This thread, then, is for those surprise moments when you realise that what you thought to be common knowledge regarding hair is not so common at all. I'm sure it will be enlightening, and help us to understand others' approaches to hair, whilst being amusing at the same time.

natt i nord
July 1st, 2009, 01:14 PM
I didn't have a feeling aka 'Uh? She doesn't know THAT!?", but I was very surprised a few months ago.
I had a Rope braid, and after the maths lesson the girl behind me asked me how I'd get this to hold. I explained it to her and showed her, as the braid anyway was a bit loose. The next morning she came with a rope-braided hairstrand :D I thought that was so hilarious.

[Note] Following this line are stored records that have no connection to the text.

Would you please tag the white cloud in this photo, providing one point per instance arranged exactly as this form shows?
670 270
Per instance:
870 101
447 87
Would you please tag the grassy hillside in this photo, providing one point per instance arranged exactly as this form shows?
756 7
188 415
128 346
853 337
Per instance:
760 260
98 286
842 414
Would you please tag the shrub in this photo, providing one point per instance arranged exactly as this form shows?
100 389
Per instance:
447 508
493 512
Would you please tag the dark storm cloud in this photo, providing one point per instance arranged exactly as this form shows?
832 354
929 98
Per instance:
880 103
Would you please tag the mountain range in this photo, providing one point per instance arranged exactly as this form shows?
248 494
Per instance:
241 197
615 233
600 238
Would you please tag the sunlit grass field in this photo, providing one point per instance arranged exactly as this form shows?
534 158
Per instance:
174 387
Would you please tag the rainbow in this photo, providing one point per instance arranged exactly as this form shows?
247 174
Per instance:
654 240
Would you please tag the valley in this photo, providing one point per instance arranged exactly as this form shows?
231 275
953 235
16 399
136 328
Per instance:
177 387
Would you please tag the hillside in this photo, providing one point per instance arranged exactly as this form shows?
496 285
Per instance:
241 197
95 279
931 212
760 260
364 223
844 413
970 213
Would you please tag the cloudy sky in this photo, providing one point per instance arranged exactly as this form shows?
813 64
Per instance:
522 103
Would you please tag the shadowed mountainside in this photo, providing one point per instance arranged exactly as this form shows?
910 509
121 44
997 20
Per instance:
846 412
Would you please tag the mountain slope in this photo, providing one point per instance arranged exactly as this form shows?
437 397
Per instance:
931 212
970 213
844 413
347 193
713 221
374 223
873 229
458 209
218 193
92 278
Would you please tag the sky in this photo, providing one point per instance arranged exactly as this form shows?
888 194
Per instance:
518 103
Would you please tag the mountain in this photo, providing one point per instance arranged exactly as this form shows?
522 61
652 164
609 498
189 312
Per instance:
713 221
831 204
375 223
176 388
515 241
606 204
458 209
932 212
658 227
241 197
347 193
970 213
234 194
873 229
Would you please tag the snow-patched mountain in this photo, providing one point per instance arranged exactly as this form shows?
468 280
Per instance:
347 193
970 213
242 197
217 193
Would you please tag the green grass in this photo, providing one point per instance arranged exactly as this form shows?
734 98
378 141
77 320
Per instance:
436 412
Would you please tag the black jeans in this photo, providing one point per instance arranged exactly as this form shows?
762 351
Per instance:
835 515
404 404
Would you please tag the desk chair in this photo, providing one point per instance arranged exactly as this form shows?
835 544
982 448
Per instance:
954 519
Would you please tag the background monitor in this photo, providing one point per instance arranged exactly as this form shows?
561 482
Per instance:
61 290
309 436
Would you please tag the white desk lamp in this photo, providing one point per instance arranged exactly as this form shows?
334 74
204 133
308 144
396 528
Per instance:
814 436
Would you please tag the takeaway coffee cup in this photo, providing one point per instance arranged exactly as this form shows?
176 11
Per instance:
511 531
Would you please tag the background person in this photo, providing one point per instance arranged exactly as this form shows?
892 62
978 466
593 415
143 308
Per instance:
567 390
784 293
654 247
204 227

Another day we came upon the topic braiding. I said I could braid English, Dutch and French. And the others asked me: "Please show us a Dutch braid!" Well, I had to braid then... :D

swanns
July 1st, 2009, 01:28 PM
I posted a video on YouTube of myself French braiding my hair, linked it to a fellow long haired friend just for fun and she goes "Oh yay, now I might finally get how that works!" I was really surprised!

enfys
July 1st, 2009, 01:33 PM
I can't do it because I get sore arms, but at least I know how. I could, and have, done them on other people.

A lot of people think long hair is so hard to deal with and style they think we work miracles and don't realise a lot of methods are far simpler than they look.

natt i nord
July 1st, 2009, 01:36 PM
I can't do it because I get sore arms, but at least I know how.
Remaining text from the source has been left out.